- Notwithstanding the provisions of N.J.S.A. 2C:1-8, a conviction of leader of a child pornography network shall not merge with the conviction for any offense which is the object of the conspiracy, nor shall the other conviction merge with a conviction under this section. Nothing contained in this section shall be construed in any way to preclude or limit the prosecution or conviction of any person for conspiracy under the provisions of N.J.S.A. 2C:5-2, or any prosecution or conviction for endangering the welfare of children under the provisions of N.J.S.A. 2C:24-4 or any other provision of law.
- As used in this section:
“Interconnected network” means a set of computer nodes, including but not limited to personal computers, mobile devices, and physical or virtual servers that are linked together to facilitate the transmission of data between users.
“Item depicting the sexual exploitation or abuse of a child” shall have the same meaning as provided in subsection b. of N.J.S.A. 2C:24-4.
It is increasingly common for statutes to not only stiffen penalties, but to also prohibit the merger of offenses. These prohibitions effectively nullify years of jurisprudence and judicially-crafted factors and balancing tests for evaluating the appropriateness of mergers. Now, a refusal to merge offenses that would have constituted an abuse of discretion will likely be considered lawful out of deference to the Legislature. Ironically, in rejecting the provisions of N.J.S.A. 2C:1-8, the Legislature is rejecting a statute that they are responsible for drafting and approving. The broadest justification for merger under N.J.S.A. 2C:1-8 reads:
2C:1-8. Method of Prosecution When Conduct Constitutes More Than One Offense. Prosecution for multiple offenses; limitation on convictions.
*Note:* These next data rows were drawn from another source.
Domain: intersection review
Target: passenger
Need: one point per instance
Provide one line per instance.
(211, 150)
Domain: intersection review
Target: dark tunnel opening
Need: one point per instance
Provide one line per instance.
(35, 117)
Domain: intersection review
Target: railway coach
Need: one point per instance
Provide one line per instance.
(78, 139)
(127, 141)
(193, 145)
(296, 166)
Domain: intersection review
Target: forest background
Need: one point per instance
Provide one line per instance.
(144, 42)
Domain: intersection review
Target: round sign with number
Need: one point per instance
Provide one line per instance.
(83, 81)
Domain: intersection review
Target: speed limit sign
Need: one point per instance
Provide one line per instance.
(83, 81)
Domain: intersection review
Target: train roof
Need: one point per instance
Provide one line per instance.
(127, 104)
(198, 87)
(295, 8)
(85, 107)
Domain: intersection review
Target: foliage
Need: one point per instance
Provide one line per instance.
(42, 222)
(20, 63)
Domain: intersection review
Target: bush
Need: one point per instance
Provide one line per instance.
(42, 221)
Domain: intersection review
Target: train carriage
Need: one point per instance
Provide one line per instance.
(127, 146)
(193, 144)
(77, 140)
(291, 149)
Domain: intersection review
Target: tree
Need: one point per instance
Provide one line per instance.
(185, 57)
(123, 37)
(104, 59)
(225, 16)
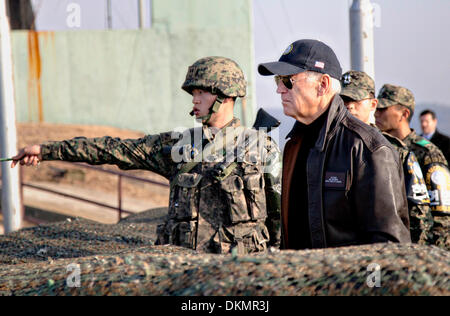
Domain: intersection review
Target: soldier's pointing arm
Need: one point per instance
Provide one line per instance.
(142, 153)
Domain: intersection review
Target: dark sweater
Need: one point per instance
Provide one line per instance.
(299, 231)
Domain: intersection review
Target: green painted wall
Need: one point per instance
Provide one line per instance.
(131, 78)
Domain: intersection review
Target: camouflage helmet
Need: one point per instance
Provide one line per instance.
(219, 75)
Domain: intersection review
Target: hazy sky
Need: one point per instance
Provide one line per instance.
(412, 40)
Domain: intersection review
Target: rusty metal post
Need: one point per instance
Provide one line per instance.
(120, 197)
(8, 137)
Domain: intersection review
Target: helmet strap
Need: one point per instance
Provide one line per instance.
(213, 109)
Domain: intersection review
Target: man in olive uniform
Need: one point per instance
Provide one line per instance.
(224, 178)
(358, 93)
(394, 112)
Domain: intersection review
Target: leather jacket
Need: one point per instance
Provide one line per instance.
(356, 191)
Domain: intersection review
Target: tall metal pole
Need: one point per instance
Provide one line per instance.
(11, 201)
(109, 14)
(361, 39)
(142, 14)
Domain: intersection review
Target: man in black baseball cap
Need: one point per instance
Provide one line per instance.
(342, 181)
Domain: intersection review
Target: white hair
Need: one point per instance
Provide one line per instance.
(335, 83)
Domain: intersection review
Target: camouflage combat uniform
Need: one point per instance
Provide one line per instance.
(357, 85)
(432, 164)
(420, 216)
(216, 204)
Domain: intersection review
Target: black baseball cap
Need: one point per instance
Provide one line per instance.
(304, 55)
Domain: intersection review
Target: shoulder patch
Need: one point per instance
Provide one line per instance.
(422, 142)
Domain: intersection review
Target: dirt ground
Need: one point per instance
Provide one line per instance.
(66, 173)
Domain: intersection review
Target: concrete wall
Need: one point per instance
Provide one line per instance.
(130, 78)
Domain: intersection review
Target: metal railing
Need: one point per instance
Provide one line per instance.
(120, 175)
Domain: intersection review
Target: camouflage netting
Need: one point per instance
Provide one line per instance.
(122, 260)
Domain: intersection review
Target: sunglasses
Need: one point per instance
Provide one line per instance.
(287, 81)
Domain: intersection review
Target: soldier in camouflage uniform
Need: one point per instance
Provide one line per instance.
(394, 112)
(217, 203)
(358, 93)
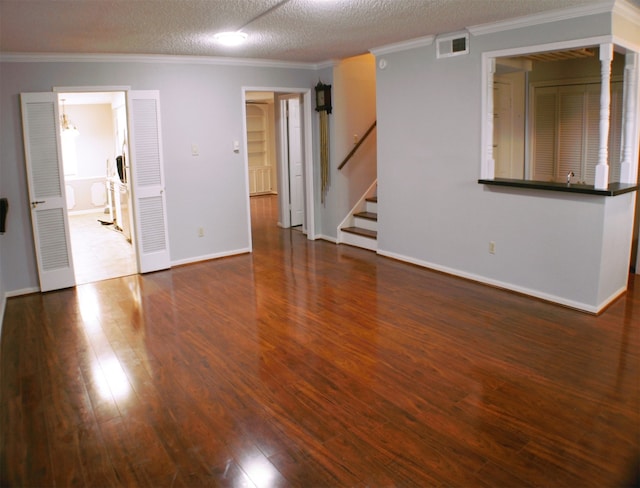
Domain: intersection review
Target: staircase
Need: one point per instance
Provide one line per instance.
(362, 228)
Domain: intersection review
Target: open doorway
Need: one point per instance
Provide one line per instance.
(97, 184)
(275, 146)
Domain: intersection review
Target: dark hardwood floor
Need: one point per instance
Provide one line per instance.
(314, 365)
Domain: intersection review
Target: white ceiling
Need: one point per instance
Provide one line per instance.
(310, 31)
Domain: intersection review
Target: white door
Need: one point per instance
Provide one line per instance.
(45, 179)
(296, 179)
(145, 147)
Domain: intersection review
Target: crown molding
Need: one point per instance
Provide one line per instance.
(402, 46)
(627, 10)
(606, 6)
(152, 58)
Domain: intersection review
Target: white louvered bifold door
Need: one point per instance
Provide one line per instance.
(45, 179)
(145, 143)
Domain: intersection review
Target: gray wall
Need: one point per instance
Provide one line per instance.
(433, 212)
(200, 104)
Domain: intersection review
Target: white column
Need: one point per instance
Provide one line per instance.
(602, 168)
(630, 114)
(490, 167)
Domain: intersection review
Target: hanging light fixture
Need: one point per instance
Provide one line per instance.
(65, 123)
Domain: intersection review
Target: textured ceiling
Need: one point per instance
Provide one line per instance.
(310, 31)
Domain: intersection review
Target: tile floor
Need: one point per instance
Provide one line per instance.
(99, 251)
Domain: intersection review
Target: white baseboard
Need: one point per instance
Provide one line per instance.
(327, 238)
(585, 307)
(24, 291)
(208, 257)
(2, 307)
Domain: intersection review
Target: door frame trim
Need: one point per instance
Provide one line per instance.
(309, 213)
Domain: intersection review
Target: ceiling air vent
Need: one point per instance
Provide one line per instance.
(453, 45)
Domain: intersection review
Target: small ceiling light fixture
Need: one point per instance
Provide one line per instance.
(230, 38)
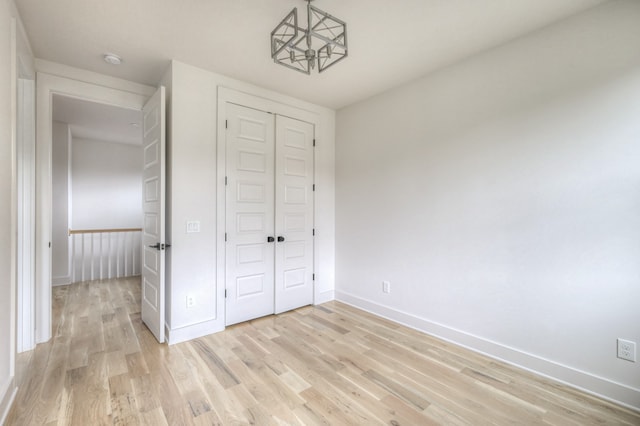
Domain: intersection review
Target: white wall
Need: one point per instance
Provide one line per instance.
(192, 179)
(106, 182)
(60, 156)
(500, 197)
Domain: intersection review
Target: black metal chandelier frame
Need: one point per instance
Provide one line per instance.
(322, 43)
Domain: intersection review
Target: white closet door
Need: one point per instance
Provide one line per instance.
(153, 252)
(249, 214)
(294, 214)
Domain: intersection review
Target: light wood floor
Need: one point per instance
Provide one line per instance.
(330, 364)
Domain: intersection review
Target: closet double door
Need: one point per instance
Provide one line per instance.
(269, 213)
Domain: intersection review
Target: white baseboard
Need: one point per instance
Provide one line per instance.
(192, 331)
(324, 297)
(587, 382)
(65, 280)
(6, 398)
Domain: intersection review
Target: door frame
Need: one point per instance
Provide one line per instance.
(46, 86)
(225, 95)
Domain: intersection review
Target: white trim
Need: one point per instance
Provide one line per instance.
(225, 95)
(324, 297)
(47, 85)
(76, 74)
(9, 391)
(599, 386)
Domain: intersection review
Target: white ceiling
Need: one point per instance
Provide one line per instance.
(390, 41)
(90, 120)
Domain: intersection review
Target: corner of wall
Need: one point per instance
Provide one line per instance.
(584, 381)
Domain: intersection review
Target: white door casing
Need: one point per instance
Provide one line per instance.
(250, 214)
(294, 214)
(153, 243)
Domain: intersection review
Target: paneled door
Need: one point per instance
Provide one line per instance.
(269, 213)
(249, 214)
(294, 214)
(153, 244)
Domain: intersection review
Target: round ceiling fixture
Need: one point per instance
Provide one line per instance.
(112, 59)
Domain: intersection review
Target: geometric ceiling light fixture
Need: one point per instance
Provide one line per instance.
(323, 42)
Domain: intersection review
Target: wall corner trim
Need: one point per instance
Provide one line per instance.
(598, 386)
(7, 396)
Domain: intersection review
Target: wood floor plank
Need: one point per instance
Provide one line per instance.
(319, 365)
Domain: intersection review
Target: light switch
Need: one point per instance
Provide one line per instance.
(193, 226)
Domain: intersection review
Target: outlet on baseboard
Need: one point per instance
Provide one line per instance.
(627, 350)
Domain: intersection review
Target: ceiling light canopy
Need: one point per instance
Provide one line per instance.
(323, 42)
(112, 59)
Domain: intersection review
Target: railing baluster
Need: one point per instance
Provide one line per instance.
(116, 257)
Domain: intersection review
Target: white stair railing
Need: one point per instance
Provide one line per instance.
(98, 254)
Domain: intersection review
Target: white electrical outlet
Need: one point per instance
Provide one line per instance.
(193, 226)
(627, 350)
(191, 301)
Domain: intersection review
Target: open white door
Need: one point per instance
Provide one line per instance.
(153, 243)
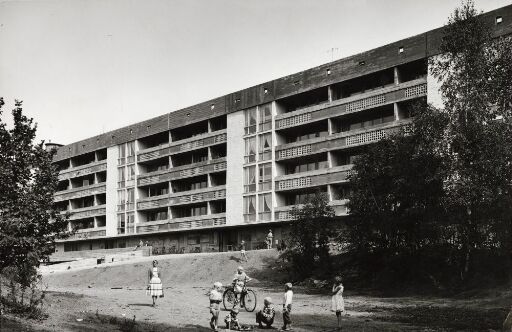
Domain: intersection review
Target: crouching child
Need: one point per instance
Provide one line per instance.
(266, 314)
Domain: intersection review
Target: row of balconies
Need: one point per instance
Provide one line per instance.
(189, 144)
(395, 93)
(182, 198)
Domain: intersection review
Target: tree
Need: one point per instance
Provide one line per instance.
(436, 199)
(311, 230)
(476, 76)
(29, 220)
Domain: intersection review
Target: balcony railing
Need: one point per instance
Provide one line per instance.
(338, 141)
(203, 167)
(282, 213)
(83, 234)
(87, 169)
(185, 145)
(408, 90)
(87, 212)
(200, 195)
(184, 223)
(80, 192)
(313, 178)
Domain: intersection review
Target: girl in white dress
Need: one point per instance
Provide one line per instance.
(338, 305)
(155, 288)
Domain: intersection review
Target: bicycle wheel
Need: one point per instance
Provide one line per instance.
(228, 299)
(249, 300)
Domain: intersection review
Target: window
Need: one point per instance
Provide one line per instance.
(250, 149)
(130, 203)
(121, 174)
(198, 211)
(130, 223)
(265, 117)
(265, 206)
(250, 179)
(250, 208)
(265, 148)
(130, 170)
(265, 176)
(122, 154)
(121, 224)
(130, 153)
(250, 121)
(121, 200)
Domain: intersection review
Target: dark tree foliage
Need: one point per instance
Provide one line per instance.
(311, 230)
(29, 221)
(434, 203)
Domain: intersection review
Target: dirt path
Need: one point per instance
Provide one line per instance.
(112, 298)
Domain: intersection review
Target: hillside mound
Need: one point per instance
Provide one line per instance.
(187, 269)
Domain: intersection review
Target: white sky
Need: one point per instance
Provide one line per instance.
(84, 67)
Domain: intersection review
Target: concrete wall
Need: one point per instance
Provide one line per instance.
(433, 92)
(111, 191)
(234, 173)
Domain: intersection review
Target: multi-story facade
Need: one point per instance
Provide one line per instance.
(207, 176)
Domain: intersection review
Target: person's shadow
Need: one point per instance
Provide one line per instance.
(236, 259)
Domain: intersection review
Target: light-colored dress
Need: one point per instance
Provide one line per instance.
(337, 300)
(155, 284)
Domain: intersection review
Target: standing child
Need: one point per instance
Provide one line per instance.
(287, 307)
(215, 299)
(154, 288)
(243, 254)
(338, 305)
(231, 320)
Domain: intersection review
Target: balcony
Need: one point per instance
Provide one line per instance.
(282, 213)
(197, 196)
(183, 223)
(408, 90)
(91, 233)
(153, 202)
(312, 178)
(80, 192)
(337, 141)
(87, 212)
(189, 144)
(91, 168)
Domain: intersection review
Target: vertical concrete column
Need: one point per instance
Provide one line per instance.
(396, 75)
(396, 110)
(330, 157)
(330, 192)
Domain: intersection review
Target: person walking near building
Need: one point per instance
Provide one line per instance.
(338, 304)
(270, 239)
(266, 314)
(243, 254)
(287, 307)
(154, 288)
(215, 299)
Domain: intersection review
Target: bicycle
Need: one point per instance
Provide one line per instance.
(247, 299)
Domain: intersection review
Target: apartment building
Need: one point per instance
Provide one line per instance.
(205, 177)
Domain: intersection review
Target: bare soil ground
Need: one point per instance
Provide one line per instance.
(112, 298)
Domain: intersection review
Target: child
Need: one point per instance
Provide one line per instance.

When the same conduct of a defendant may establish the commission of more than one offense, the defendant may be prosecuted for each such offense. He may not, however, be convicted of more than one offense if one offense is included in the other. An offense is so included when it is established by proof of the same or less than all the facts required to establish the commission of the offense charged.